His parents started a pilgrimage through hospitals in which several studies were made but no underlying cause could be found. He had a normal cranial MRI; several normal EEGs; a normal ophthalmology study which included visually evoked potentials; a normal karyotype study (46, XY); and normal muscle and cutaneous biopsies. A meticulous screening for heredodegenerative disorders was also made, studying neurotransmitters and 5-methyltetrahydrofolate in spinal fluid, SAICAR test, CDT percentage and biotinidase. Amino acids and organic acids blood and urine studies were also performed, with the only remarkable finding of elevated cystine and lysine urine levels.

His epileptic seizures have never been totally controlled, despite the use and combination of different antiepileptic drugs such as oxcarbazepine, valproic acid, levetiracetam and topiramate. He has been hospitalized 16 times because of the seizures, staying at ICU once due to an epileptic status. At the present time, he is enduring 2–4 seizures/month. He is attending a special education school where he improves his intellectual disabilities and lack of communication.

Parallely, when our patient was 13 months old, he suffered a febrile urinary tract infection caused by Klebsiella. He subsequently was studied, finding a II–III grade vesicoureteral reflux with no evidence of obstructive uropathy. A renal gammagraphy was performed 6 months later with normal results. He received prophylactic antibiotic treatment with trimethoprim for a year. He has never presented a urinary tract infection ever since. A renal ultrasonography has been performed annually, with normal results. Renal function and blood pressure have also been regularly assessed.

Cystine and lysine urine levels have been repeatedly mildly–moderately elevated. Suspecting this finding to be part of a larger genetic syndrome, an array-CGH analysis was made when our patient was 3 years old. 60,000 oligonucleotides were used, achieving an analysis resolution of 200 kb and finding a deletion of the 19q12q13.11 cytobands. This large deletion (5.81 Mb), considered to be causal, affects 19 genes listed in the OMIM database. Two of them are LSM14A and UBA2, which are involved in the 19q13.11 deletion syndrome [5]. The genomic formula following the ISCN 2009 nomenclature is “arr 19q12q13.11(29738392-35549776)x1”. Another affected gene is SLC7A9, responsible for the cationic amino acid transporter and accordingly causing type B cystinuria [6].

Discussion

Cystinuria is a genetic cause of kidney stones due to decreased proximal tubular reabsorption of filtered cystine performed by the cystine transporter [7, 8]. Two genes have been described to be responsible for this disorder, SLC3A1 and SLC7A9 [6]. SLC3A1 has already been associated with a neurological syndrome: the hypotonia–cystinuria syndrome [9]. We report a defect in SLC7A9 located in 19q13.1 on one allele and with deletion of the 19q12q13 region in the other allele, as part of a complex syndrome: the 19q13.11 microdeletion syndrome. Our patient presents all characteristic clinical features of this syndrome, which include facial dysmorphism, signs of ectodermal dysplasia, growth retardation, neurologic features and genitourinary anomalies [13]. Cystinuria had not yet been described as part of this syndrome, despite SLC7A9 being in the same genomic location [6].

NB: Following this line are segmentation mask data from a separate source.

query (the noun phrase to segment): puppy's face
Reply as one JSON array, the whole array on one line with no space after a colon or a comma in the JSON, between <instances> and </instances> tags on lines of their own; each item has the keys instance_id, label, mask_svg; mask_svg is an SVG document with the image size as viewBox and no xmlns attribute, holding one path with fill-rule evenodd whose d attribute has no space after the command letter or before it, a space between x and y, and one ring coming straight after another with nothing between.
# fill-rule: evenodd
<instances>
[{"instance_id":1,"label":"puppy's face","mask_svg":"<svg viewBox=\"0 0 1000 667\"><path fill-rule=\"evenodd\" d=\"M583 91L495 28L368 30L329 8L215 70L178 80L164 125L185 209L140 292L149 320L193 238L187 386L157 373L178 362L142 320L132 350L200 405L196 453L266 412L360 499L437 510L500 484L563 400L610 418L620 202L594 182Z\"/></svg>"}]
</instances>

This patient being a heterozygote, we expect a good renal prognosis. Such patients usually do not form stones because the cystine concentration remains within the range of solubility [10]. Nevertheless, occasional nephrolithiasis can be found in these patients, justifying a close follow-up with regular testing of urinary cystine excretion.

We suggest that the recessive behavior of this case explains the clinical features regarding cystinuria. The phenotypic characteristics of the patient correlate with the 19q13.11 syndrome.

We propose that in the face of patients affected of a phenotype matchable with 19q13.11 syndrome and cystinuria, a mutational or sequencing study of the SLC7A9 gene should be performed, to allow an early onset of diagnosis and treatment.